Answering Section A questions in the Advanced Audit and Assurance (AAA) exam

The Section A question in the AAA exam is worth 50 marks, therefore gaining a strong mark in this question is key to passing the exam.

There are a few important points to remember when approaching the question:

  1. The question is always set at the planning stage of the audit
  2. The current date will always be 1 July 20X5, with the year end of the client being 30 September 20X5.
  3. There will be a significant proportion of the marks in respect of the identification and evaluation of the risks associated with the client (these may be business risks, risks of material misstatement or audit risks. On occasion, it may be a combination of risks which the partner is asking for analysis on).
  4. Exhibit 1 will be the partner’s email which will outline the requirements and what will need to be addressed. The format will always be in the form of briefing notes to the partner.

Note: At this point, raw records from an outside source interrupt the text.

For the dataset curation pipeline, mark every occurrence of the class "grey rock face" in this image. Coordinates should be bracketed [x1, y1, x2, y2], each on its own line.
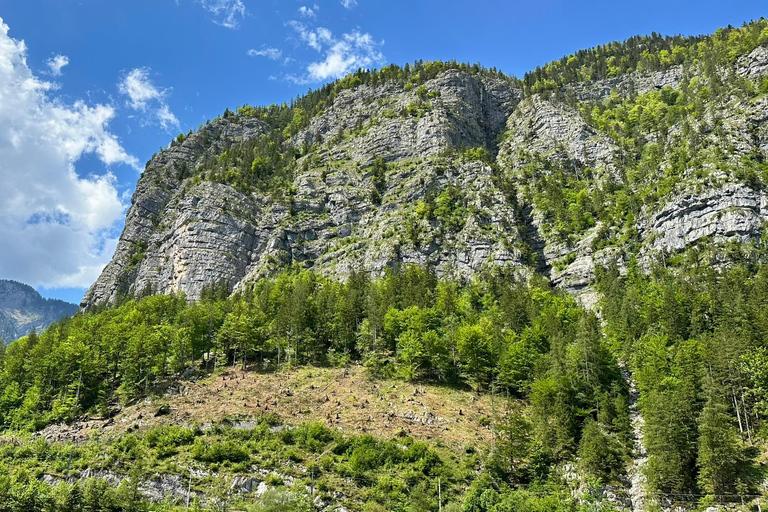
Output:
[566, 66, 683, 101]
[499, 96, 620, 180]
[82, 70, 522, 307]
[82, 48, 768, 308]
[0, 280, 77, 343]
[639, 184, 768, 250]
[81, 117, 269, 307]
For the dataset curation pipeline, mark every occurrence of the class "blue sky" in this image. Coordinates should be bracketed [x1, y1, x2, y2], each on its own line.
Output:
[0, 0, 768, 302]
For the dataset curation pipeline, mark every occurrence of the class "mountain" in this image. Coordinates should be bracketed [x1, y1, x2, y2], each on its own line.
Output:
[0, 280, 78, 342]
[81, 26, 768, 314]
[7, 20, 768, 512]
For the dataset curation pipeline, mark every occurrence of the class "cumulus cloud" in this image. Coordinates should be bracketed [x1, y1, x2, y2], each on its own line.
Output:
[197, 0, 246, 29]
[45, 55, 69, 76]
[299, 5, 317, 18]
[286, 21, 384, 83]
[288, 20, 333, 51]
[0, 19, 139, 288]
[248, 47, 283, 60]
[118, 68, 179, 130]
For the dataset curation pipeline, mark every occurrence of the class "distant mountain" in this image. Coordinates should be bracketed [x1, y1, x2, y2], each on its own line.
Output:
[0, 280, 77, 342]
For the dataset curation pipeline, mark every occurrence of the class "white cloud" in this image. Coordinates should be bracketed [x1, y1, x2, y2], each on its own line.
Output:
[118, 68, 179, 130]
[299, 5, 317, 18]
[248, 47, 283, 60]
[45, 55, 69, 76]
[197, 0, 246, 29]
[0, 19, 139, 288]
[307, 31, 384, 82]
[288, 20, 333, 51]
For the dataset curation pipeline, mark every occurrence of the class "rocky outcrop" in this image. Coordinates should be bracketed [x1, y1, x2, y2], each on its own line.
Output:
[638, 184, 768, 251]
[0, 280, 77, 343]
[82, 70, 523, 307]
[82, 47, 768, 308]
[499, 96, 621, 177]
[565, 66, 683, 101]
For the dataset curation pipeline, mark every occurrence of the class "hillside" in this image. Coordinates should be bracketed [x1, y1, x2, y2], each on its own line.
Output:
[7, 20, 768, 512]
[0, 280, 77, 342]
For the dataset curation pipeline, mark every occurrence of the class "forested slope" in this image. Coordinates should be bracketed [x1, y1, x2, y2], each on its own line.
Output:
[0, 16, 768, 512]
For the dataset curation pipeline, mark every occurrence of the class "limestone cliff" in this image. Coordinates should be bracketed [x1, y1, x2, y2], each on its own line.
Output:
[81, 47, 768, 308]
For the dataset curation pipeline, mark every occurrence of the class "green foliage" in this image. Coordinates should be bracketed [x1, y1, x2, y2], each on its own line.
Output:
[523, 19, 768, 92]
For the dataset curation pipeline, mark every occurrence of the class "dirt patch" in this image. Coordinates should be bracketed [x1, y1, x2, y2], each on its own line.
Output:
[40, 367, 504, 448]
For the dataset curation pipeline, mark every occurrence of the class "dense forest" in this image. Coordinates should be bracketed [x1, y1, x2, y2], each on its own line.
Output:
[0, 16, 768, 512]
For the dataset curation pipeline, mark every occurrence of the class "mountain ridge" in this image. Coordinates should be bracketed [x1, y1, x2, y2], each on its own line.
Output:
[0, 279, 78, 343]
[81, 22, 768, 309]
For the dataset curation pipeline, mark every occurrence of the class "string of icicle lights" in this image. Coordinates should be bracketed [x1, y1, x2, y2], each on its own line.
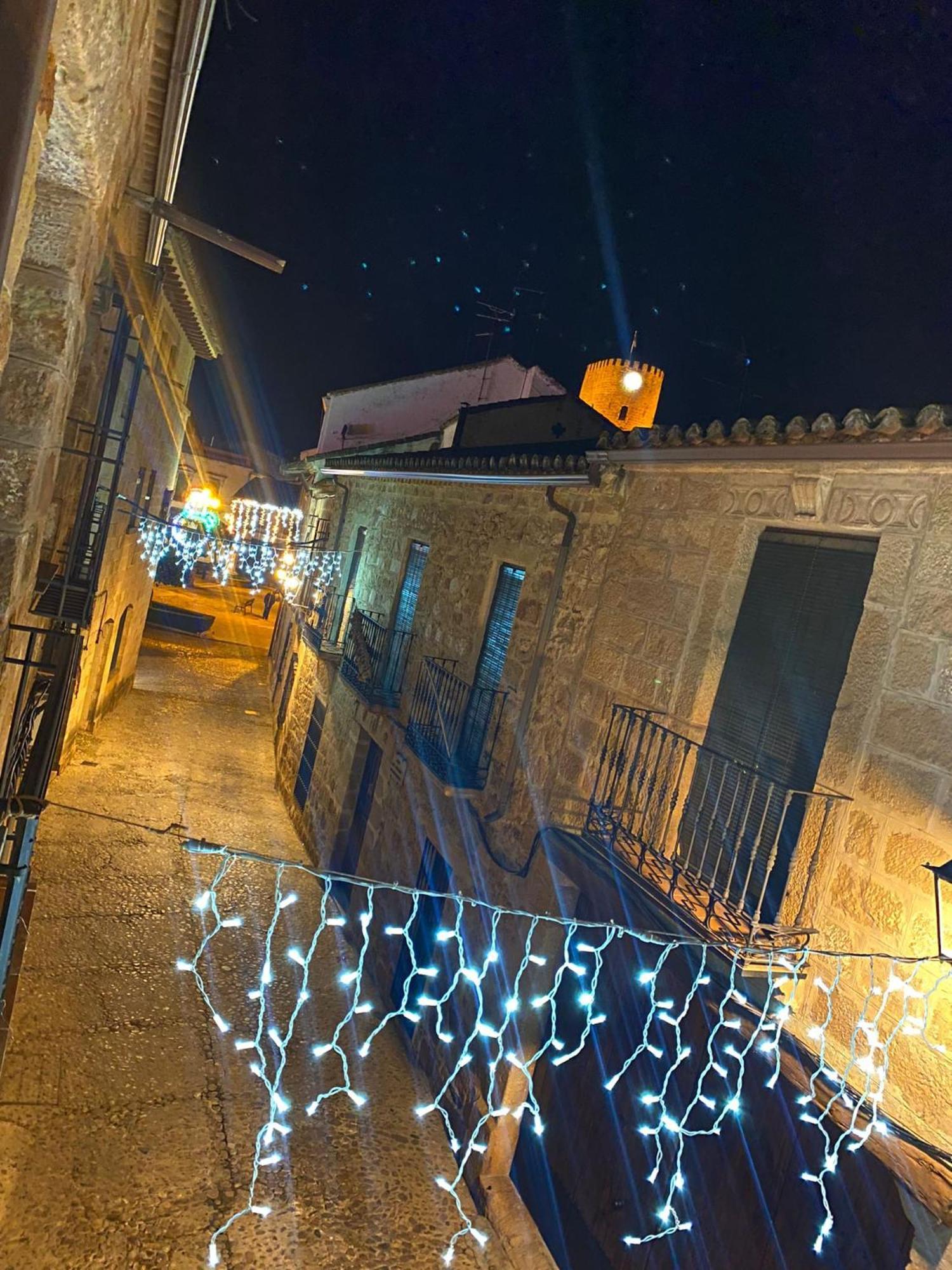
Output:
[138, 519, 341, 594]
[178, 842, 952, 1266]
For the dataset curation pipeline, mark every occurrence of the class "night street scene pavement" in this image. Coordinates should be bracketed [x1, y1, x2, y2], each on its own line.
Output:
[0, 0, 952, 1270]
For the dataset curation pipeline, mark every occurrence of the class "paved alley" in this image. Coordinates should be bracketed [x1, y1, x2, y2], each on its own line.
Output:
[0, 605, 503, 1270]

Stepping up from AA to AAA

Candidates will have addressed audit risk questions at AA. The same principles apply, but require a broadened range of the risks which include identification of risks of material misstatement and business risks. For more information on these type of risks, use the articles published on risks.

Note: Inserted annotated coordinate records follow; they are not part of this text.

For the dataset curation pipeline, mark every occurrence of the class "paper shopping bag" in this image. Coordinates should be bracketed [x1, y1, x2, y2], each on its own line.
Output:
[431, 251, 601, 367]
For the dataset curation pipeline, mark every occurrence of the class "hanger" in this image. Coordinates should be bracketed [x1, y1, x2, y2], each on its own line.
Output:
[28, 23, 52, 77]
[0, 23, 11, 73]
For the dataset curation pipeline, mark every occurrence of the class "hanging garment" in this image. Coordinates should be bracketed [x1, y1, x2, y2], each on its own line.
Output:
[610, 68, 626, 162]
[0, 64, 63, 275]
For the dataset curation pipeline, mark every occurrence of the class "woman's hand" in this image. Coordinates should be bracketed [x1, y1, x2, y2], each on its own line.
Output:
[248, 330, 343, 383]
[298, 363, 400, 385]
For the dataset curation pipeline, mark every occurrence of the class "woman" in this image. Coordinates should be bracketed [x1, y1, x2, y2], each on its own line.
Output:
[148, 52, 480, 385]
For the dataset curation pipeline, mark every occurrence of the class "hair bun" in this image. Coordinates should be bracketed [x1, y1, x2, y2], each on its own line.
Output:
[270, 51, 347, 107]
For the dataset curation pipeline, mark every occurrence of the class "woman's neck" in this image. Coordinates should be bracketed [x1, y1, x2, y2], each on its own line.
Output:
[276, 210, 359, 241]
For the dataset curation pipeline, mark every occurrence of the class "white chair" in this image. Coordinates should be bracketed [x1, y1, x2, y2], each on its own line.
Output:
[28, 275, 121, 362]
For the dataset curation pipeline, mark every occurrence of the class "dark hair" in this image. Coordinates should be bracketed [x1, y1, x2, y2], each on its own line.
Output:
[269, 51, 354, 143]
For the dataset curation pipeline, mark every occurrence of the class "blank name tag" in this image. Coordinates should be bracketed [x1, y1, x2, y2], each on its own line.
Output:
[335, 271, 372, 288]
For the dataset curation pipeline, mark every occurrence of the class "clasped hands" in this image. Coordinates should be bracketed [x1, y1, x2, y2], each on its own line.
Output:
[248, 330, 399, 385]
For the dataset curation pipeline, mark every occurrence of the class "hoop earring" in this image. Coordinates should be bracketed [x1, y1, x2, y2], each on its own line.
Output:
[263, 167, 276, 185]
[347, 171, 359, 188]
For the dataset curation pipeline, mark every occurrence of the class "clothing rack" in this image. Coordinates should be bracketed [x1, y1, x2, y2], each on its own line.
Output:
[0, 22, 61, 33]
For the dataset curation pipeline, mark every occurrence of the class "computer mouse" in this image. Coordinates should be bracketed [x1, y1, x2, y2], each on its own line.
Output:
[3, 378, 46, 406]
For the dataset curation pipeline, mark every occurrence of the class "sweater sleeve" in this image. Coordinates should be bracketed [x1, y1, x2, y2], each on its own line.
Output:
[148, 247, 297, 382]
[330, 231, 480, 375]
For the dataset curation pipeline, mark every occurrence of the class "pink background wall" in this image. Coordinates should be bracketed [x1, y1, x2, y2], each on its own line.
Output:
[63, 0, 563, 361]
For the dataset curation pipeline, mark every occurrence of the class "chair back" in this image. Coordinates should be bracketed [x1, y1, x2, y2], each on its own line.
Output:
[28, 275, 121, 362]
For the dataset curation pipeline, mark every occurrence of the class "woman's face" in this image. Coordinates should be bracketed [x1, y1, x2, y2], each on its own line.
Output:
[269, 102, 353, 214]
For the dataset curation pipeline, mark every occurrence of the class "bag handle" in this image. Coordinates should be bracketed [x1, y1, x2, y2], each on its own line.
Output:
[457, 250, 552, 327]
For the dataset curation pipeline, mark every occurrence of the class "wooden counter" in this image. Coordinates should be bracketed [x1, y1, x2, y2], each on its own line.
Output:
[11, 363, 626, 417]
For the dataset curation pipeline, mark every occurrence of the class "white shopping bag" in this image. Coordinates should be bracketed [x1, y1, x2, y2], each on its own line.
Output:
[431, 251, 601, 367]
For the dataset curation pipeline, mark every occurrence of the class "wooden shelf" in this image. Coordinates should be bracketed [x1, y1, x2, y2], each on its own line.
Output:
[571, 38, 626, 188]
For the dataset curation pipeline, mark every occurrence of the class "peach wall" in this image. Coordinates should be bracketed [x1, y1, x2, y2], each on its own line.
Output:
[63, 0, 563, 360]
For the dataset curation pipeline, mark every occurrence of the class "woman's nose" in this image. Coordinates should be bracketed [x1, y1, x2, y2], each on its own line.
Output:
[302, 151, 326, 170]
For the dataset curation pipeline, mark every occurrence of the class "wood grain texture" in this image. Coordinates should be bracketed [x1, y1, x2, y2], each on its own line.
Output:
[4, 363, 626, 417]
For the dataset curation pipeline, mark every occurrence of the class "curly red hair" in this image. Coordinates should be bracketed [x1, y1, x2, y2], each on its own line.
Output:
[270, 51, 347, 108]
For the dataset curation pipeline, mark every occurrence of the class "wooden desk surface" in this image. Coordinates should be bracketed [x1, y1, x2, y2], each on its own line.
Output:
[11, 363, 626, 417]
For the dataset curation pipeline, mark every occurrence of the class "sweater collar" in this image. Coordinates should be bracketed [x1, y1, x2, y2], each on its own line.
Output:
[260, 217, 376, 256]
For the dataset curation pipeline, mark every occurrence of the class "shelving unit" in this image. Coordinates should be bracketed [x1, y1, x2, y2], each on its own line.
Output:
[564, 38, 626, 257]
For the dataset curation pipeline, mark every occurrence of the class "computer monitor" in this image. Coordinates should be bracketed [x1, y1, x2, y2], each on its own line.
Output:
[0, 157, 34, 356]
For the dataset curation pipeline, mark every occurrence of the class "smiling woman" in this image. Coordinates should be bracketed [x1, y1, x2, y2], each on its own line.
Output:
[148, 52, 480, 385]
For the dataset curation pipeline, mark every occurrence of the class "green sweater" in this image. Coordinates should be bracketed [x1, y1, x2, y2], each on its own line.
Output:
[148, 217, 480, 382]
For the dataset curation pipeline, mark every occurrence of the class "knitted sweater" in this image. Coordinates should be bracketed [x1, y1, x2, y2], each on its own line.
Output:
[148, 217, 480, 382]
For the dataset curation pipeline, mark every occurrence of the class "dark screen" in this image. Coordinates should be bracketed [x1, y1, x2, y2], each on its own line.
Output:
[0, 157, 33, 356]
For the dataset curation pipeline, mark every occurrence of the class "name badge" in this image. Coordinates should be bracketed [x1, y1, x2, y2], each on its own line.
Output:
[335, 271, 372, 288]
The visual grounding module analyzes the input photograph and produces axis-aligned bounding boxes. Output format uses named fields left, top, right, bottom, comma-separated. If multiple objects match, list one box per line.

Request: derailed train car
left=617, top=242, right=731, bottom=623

Candidates will also require an additional depth of knowledge and demonstrate greater understanding of the financial reporting requirements. At AA, the required knowledge of financial reporting was limited to that examined at FA. AAA will require the knowledge gained at FR and SBR. Although candidates can take the exams in any order they wish, it is highly recommended to sit and pass SBR prior to sitting the AAA exam. Without the relevant knowledge of financial reporting, it will be very difficult to explain the impact of the potential misstatement by incorrectly applying the relevant accounting standard.

Structure of the question: what will be asked?

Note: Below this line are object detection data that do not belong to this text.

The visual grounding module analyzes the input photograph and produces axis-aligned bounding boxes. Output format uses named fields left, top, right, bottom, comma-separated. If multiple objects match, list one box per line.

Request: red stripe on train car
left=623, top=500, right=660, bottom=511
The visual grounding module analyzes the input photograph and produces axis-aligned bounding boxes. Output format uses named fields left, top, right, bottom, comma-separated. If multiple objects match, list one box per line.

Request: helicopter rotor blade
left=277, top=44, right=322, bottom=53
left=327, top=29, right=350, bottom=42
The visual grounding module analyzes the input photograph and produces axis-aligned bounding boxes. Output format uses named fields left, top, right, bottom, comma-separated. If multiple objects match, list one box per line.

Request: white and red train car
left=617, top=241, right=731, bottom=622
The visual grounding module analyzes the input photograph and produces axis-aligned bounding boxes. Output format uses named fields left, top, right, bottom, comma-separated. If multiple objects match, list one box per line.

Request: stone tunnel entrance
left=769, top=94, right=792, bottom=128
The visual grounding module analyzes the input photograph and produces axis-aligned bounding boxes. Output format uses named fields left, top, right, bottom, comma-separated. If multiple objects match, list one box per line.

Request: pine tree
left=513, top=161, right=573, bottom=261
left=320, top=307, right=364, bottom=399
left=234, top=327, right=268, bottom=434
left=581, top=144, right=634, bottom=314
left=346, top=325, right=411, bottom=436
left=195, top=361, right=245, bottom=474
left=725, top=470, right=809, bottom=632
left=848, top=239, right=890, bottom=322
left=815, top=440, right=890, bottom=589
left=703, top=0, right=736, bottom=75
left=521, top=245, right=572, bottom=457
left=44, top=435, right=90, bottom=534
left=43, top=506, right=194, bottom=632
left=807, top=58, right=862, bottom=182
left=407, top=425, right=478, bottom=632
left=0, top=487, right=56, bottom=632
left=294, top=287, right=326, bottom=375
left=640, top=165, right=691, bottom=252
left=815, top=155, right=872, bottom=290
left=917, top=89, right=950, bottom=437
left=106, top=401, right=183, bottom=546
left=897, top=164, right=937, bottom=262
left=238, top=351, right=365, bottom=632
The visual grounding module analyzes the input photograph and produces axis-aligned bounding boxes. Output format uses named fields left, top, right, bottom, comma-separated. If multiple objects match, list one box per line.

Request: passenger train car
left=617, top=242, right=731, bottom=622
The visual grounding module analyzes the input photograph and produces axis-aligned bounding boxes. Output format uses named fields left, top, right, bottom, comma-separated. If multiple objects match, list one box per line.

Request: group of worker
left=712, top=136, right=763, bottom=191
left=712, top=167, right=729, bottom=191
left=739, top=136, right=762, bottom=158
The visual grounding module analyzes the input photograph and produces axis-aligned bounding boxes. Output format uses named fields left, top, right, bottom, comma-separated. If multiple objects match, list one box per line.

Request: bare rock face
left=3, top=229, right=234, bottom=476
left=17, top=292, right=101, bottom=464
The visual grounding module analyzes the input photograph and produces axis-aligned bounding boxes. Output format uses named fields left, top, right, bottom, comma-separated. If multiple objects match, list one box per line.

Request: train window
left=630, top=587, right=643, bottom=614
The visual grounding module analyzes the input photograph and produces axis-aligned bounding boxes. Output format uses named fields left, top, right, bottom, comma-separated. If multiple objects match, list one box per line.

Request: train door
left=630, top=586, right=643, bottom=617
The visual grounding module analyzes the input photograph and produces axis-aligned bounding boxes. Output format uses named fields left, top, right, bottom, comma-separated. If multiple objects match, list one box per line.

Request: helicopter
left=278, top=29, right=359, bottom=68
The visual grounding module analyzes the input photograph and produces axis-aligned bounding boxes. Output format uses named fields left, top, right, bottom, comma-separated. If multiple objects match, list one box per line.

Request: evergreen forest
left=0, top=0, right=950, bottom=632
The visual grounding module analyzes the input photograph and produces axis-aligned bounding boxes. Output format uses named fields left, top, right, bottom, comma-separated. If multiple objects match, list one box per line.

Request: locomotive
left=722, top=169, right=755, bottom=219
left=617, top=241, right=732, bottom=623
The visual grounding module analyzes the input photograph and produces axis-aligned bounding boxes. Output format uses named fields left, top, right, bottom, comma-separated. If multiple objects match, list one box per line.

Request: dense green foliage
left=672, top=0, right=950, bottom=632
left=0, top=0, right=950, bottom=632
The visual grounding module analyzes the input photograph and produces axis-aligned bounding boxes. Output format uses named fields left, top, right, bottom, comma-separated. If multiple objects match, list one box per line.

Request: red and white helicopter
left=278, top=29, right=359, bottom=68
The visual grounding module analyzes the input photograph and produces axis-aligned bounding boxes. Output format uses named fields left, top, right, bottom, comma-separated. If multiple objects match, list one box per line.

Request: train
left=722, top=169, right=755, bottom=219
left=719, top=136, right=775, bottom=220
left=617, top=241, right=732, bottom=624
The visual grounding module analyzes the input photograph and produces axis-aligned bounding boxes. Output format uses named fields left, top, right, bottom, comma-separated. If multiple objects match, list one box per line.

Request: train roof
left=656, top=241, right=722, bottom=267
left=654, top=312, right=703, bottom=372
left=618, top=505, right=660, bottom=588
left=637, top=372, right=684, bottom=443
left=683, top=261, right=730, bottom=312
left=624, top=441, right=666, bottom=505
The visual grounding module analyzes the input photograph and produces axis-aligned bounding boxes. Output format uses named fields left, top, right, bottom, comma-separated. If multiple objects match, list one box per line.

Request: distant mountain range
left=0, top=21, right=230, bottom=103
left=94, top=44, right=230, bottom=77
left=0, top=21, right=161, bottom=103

At least 20 marks will be attributable to the identification, evaluation or assessment of the risks in the scenario which will affect the audit plan.

The remaining 20 marks (remember that there are 10 professional skill marks) will be based on a selection of ‘other issues’. These may include:

  • Ethical and professional issues
  • Discussion of actions and/or procedures to mitigate the risks already identified
  • Discussion of the auditor’s responsibilities in respect of laws and regulations (including fraud, money laundering, breaching specialist industry regulations, licence agreements, etc)
  • Other issues, for example, using data analytics, problems assessing non-financial KPIs, sustainability issues, internal controls, auditing outsourced services, use of audit experts,

This is not an exhaustive list of the content of the questions, but will provide candidates with some guidance as to what they may face in the live exam.

Approaching the exam

With the revisions to ISA 315, candidates will have seen requirements which ask for:

‘Evaluation and prioritization of the significant risks of material misstatement/audit risk’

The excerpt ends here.